Я спросил, как же он стал отшельником?
— Так и стал: ходил-ходил, потом остановился. Из-за Таши всё. Анцыфериха тут хитро сыграла — не допустила меня к ней после суда. «Я, говорит, всю правду знаю, и скажи мне спасибо, что в каторгу не попал, а дочери тебе не выдам». Дура, конечно. Повертелся я около нее, вижу — нет, ее не обойдешь! И — пошел. Был в Киеве и в Сибири был, там большие деньги заработал, вернулся в свои места. Анцыфериху на железной дороге колесами задавило, а Ташу она замуж выдала за фершала, в Курск. Я — в этот Курск, а фершал в Персию уехал, в Узун-город. Я в Царицын, а там на пароход, потом морем ехал в Узун — а Таша-то померла. Видел я этого фершала, — рыжеватый такой, красноносый, веселый. Оказался — пьяница. «Ты, говорит, может, есть отец ей?» — «Нет, говорю, куда мне! Просто я его в Сибири видел, отца-то». Не хотелось открываться перед ним, — чужой человек. Ну, прошел на Новый Афон, чуть не остался жить там — хорошее место! После вижу — нет, нехорошо! Море гремит, камни ворочает, абхазы ходят, место неровное, горы кругом, а ночи — такая чернота, будто тебя в смоле утопили. И — жара. Пришел сюда, да вот и живу — девятый год, не зря живу. Пришел, обстроился здесь, березу посадил; три года прожил — кленок посадил, потом — липу, видишь? Я, дружба, большой здесь утешитель людям, — вот приходи в воскресенье, погляди-ка, послушай!
Он почти не упоминал имени божия — третьего слова в устах людей, подобных ему. Я спросил: много он молится?

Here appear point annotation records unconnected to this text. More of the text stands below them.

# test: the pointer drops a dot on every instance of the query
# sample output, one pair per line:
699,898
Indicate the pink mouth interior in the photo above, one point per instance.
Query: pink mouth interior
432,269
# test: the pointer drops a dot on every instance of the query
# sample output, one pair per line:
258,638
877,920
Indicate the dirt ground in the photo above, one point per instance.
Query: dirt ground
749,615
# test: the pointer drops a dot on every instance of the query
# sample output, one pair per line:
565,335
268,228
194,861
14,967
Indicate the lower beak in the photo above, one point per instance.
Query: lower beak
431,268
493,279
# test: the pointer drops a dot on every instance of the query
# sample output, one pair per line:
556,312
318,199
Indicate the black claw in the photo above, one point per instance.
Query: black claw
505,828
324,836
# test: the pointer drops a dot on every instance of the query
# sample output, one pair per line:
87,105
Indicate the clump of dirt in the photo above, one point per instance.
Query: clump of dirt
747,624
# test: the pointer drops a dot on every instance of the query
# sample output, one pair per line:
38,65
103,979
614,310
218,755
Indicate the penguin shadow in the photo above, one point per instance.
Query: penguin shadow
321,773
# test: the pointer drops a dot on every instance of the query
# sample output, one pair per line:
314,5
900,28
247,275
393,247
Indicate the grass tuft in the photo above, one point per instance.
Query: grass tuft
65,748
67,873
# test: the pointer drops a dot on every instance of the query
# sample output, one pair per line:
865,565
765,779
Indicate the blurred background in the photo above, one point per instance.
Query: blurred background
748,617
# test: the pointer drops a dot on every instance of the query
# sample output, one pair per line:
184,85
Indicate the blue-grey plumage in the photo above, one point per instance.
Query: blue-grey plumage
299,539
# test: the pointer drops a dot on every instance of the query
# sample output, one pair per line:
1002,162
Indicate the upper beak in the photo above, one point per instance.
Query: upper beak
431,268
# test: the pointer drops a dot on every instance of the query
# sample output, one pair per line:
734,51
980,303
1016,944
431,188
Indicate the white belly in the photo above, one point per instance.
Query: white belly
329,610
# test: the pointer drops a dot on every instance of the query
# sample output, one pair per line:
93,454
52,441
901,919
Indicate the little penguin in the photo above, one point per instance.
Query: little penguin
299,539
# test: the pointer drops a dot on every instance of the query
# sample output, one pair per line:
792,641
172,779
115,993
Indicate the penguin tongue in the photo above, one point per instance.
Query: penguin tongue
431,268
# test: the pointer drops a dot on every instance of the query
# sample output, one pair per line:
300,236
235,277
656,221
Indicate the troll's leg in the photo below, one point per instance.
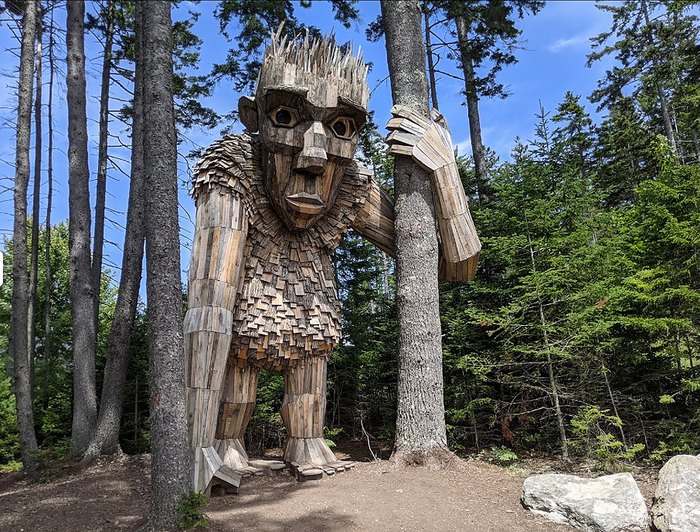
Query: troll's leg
237,405
303,413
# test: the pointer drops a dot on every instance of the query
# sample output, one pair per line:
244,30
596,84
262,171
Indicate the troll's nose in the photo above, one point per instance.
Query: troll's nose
312,158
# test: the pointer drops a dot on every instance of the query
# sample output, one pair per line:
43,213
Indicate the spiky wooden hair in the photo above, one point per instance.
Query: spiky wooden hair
310,61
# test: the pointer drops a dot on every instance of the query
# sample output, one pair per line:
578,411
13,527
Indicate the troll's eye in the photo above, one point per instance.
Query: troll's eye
284,117
344,127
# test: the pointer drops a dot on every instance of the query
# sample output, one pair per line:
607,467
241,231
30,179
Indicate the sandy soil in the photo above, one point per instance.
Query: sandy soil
114,495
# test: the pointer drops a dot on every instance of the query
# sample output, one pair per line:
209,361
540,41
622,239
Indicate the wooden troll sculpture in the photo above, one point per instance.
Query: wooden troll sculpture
272,204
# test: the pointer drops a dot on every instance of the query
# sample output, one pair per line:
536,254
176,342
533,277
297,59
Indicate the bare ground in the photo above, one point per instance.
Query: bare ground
113,494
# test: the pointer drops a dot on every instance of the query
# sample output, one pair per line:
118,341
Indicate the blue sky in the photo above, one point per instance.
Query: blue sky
552,60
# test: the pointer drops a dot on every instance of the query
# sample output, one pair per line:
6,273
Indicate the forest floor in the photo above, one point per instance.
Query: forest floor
113,494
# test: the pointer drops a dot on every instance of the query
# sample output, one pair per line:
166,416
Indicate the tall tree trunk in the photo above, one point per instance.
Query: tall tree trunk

— Нет, не шибко много, — задумчиво ответил старик, закрыв голые свои глаза. — Сначала я здорово молился; бывало, часами стою на коленках, все крещусь. Руки у меня пилой намотаны, не устают, и спина тоже. Тыщу поклонов могу положить — не охну. А вот косточки на коленях — не терпят, ноют. Потом я вздумался: чего это я молюсь, о чем? Все у меня есть, люди меня уважают, а я — бога беспокою. У бога — свои дела, зачем мешать ему? От него даже отводить надо людские пустяки. Он, бог, про нас заботится, а мы о нем — нет! И я так думаю: господь живет для больших людей, где у него время для меня, мелкого дурака? Теперь я — просто так: не спится ночью, выйду из пещеры, сяду тут где-нибудь да, глядя в небеса господни, думаю: «Как он там?» Это, дружба, очень приятная занятия, до того, что и сказать нельзя, — дивен сон наяву! И — не устаешь, как на молитве. Ничего я у него не прошу, да и другим не советую, а когда, вижу, надо, говорю тому, другому: бога пожалей! Вот приходи-ка, погляди, какой я полезный и ему, и людям…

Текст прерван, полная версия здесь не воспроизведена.